Thresholds for action (e.g., “refer for urgent imaging,” “consider surgery,” “monitor”) should not be fixed but rather aligned with institutional priorities and patient populations. For instance, a hospital prioritizing safety might set a threshold to maximize sensitivity (minimizing false negatives), accepting a higher false positive rate that triggers confirmatory imaging. Conversely, a setting aiming to reduce unnecessary procedures might prioritize specificity. These thresholds should be justified using decision-analytic metrics such as Net Benefit or Expected Value of Perfect Information (EVPI), which weigh the benefits of correct diagnoses against the harms of misclassifications and the costs of interventions.
In practice, the model could function as a triage tool: flagging high-risk patients (e.g., those with elevated HE4, low AFP, and advanced age) for expedited specialist review and imaging, while allowing low-risk cases (e.g., those with low biomarker levels and favorable demographics) to potentially avoid immediate invasive procedures or complex imaging, thereby optimizing both patient safety and healthcare resource allocation.

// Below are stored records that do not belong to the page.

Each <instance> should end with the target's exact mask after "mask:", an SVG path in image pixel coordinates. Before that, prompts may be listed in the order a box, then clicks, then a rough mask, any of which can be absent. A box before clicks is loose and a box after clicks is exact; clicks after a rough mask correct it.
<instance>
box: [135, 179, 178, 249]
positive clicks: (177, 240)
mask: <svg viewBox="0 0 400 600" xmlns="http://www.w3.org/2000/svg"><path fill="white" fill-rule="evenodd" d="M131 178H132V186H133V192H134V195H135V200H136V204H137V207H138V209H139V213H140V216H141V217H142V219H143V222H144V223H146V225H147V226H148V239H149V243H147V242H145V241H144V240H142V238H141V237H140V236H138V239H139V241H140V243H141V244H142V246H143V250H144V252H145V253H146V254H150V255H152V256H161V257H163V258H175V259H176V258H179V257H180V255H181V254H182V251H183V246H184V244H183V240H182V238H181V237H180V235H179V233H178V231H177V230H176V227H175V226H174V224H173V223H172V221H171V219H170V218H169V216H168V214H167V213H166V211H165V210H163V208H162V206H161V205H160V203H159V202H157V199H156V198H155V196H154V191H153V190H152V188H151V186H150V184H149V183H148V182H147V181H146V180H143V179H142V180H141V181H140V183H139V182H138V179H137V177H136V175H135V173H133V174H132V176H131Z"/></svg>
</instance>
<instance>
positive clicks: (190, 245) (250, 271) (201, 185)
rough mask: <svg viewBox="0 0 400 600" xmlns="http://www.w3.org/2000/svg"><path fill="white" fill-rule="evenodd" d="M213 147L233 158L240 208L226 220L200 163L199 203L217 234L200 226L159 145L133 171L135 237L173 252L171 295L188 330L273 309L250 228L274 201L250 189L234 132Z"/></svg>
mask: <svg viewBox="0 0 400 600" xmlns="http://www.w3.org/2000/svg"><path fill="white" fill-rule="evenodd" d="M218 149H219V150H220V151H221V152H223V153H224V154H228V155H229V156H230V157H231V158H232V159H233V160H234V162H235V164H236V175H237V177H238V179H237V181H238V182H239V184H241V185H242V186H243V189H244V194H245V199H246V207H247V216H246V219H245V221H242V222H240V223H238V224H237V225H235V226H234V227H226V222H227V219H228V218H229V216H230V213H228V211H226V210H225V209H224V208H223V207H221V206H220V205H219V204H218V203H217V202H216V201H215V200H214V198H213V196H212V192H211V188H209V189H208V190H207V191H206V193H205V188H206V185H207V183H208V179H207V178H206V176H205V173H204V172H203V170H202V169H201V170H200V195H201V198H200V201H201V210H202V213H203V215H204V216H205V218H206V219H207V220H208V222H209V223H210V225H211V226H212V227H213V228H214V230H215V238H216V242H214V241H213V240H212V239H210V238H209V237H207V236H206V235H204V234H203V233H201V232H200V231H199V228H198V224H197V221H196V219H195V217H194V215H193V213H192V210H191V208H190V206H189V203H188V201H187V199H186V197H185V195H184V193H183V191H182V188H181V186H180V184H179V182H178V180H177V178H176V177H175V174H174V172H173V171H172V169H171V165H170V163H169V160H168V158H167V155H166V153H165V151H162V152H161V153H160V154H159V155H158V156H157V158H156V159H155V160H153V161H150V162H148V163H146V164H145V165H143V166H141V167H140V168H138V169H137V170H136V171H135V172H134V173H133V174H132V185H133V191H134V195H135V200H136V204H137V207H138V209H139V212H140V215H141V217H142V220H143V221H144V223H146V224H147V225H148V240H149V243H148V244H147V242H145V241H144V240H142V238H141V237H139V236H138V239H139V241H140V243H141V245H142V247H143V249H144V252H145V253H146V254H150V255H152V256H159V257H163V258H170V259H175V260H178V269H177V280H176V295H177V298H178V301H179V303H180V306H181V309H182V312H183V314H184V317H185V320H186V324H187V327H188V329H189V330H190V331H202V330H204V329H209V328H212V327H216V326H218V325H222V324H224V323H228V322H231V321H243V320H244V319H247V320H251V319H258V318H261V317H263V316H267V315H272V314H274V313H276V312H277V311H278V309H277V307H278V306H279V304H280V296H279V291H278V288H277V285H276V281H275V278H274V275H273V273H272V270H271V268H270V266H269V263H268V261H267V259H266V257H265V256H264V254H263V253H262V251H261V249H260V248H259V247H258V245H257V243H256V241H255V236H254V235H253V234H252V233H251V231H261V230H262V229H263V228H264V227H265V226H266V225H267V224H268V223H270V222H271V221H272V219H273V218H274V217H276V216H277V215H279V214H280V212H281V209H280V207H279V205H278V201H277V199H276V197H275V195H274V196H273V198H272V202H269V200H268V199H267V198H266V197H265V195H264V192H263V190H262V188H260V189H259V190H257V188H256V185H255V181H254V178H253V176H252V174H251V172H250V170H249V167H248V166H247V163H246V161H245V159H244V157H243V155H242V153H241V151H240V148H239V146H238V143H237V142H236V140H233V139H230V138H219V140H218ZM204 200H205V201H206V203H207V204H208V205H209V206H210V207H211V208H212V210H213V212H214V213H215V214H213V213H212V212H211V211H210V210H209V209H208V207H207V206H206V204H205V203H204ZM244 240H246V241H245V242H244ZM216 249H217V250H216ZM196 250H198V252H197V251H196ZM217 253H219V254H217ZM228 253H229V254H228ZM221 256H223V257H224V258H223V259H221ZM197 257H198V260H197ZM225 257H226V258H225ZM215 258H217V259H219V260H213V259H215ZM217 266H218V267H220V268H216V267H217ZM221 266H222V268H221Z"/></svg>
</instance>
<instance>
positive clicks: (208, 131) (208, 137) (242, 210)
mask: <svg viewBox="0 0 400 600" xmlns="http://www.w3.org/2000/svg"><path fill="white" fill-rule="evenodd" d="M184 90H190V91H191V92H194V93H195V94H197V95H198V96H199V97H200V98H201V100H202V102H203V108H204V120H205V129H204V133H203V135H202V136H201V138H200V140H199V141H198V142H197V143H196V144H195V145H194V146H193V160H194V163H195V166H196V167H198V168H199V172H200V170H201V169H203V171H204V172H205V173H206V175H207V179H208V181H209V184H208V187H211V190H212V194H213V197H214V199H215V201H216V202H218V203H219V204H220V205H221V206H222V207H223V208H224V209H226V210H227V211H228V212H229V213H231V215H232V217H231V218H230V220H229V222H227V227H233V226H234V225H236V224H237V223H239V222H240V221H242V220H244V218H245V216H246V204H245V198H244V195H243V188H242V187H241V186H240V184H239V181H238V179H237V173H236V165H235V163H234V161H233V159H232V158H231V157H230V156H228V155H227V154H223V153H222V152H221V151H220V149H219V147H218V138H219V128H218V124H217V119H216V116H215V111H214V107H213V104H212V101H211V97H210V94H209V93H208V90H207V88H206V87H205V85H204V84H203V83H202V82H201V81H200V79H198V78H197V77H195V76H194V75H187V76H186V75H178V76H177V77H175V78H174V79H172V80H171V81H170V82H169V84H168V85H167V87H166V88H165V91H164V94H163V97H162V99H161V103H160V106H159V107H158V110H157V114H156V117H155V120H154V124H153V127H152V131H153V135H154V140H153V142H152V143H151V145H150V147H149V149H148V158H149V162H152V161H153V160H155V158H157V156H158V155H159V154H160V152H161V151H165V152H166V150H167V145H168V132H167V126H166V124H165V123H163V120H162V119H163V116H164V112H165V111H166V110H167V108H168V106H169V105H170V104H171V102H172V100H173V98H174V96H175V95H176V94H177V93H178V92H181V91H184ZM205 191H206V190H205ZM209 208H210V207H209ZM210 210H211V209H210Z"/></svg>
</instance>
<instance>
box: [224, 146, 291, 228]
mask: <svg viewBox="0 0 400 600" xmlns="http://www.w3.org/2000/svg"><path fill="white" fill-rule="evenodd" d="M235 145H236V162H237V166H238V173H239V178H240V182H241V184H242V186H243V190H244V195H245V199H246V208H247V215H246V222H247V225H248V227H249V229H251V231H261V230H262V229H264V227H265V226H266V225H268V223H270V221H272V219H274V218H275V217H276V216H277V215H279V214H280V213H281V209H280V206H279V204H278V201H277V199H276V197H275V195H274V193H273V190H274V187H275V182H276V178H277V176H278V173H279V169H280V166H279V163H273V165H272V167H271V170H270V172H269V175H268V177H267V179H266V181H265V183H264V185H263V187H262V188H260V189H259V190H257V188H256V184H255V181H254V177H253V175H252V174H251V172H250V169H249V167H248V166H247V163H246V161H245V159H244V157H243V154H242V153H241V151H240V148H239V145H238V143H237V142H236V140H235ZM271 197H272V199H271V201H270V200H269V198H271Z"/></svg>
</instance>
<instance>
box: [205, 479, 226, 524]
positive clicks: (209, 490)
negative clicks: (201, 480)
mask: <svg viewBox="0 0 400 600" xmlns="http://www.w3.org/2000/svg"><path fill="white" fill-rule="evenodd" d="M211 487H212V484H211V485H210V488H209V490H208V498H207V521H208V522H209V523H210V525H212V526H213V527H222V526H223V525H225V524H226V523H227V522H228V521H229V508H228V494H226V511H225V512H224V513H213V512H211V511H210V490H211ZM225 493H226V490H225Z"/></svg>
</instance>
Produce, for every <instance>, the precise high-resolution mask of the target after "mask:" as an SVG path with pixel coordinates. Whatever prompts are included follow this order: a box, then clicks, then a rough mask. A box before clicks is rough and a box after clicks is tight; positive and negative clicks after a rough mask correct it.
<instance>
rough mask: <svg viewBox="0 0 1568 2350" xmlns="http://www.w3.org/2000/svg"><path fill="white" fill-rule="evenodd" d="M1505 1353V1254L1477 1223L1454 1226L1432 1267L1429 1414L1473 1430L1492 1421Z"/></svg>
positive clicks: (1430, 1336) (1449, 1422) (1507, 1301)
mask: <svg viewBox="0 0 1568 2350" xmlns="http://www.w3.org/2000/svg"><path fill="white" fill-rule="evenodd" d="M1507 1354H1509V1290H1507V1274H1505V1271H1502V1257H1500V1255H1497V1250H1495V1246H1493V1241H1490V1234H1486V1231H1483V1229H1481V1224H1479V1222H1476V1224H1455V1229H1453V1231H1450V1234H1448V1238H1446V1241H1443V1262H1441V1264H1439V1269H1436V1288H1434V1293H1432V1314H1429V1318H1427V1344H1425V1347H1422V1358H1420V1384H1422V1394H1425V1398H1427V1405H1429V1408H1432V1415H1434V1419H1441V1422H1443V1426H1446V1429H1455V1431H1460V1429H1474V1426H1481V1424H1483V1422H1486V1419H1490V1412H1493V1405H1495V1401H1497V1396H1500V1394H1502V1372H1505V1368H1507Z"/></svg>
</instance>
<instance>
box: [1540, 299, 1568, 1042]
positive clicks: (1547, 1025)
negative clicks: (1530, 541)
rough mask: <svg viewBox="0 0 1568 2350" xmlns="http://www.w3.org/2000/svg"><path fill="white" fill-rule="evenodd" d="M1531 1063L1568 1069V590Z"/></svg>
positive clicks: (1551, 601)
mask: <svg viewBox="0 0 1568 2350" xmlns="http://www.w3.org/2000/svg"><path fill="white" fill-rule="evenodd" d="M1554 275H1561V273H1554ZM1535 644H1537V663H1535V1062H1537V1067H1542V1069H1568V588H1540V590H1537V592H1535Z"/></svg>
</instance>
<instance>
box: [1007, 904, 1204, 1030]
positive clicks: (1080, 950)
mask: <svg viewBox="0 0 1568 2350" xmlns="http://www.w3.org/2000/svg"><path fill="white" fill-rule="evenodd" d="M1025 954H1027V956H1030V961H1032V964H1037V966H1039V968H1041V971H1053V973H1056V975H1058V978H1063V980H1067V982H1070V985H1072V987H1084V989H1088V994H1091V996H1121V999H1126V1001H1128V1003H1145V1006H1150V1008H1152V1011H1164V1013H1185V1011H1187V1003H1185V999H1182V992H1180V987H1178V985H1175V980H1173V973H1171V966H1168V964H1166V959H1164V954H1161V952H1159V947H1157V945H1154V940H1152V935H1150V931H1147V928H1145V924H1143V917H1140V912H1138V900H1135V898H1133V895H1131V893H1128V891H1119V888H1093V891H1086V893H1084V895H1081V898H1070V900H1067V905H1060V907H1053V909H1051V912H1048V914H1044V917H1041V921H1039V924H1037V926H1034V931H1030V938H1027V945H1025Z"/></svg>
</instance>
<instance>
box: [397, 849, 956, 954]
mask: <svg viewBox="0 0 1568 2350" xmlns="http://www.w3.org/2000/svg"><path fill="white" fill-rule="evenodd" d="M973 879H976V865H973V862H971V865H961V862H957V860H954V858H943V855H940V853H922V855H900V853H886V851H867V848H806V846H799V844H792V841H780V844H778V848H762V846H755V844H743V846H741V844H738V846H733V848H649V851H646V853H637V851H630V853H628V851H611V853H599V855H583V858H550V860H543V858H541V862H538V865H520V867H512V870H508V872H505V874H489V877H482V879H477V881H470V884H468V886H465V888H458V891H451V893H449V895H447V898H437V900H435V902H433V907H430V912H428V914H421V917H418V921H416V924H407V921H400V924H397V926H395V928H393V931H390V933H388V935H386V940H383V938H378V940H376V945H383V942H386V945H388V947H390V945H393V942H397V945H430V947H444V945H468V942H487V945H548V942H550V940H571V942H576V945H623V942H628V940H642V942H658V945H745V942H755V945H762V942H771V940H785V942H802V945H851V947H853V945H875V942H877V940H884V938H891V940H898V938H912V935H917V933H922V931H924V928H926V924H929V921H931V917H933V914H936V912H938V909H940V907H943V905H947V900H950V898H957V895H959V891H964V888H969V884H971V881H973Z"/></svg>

4.6. Integration with Emerging Computational Paradigms
While classical ensemble ML methods demonstrate strong performance for ovarian cancer diagnosis, quantum computing (QC) and quantum machine learning (QML) represent emerging paradigms in medical decision-making. Although current quantum hardware remains limited for practical clinical applications, future quantum-classical hybrid algorithms may enhance analysis of high-dimensional multi-omics datasets integrating genomic, proteomic, and clinical biomarkers. AI holds significant promise for reducing mortality associated with gynecological cancers by facilitating earlier detection, enabling personalized risk stratification, and optimizing therapeutic strategies. These advancements are poised to enhance patient survival and quality of life, ultimately elevating the standard of care across diverse populations [
34,
35]. However, classical ML approaches currently outperform quantum alternatives in practical implementation, efficiency, and interpretability for structured clinical data. The XAI frameworks established here SHAP, LIME, and partial dependence analysis—will remain essential regardless of computational architecture, as clinical adoption fundamentally requires transparent, explainable decision-making. Our classical ML-XAI framework represents the most practical approach for laboratory-based risk stratification in the near term.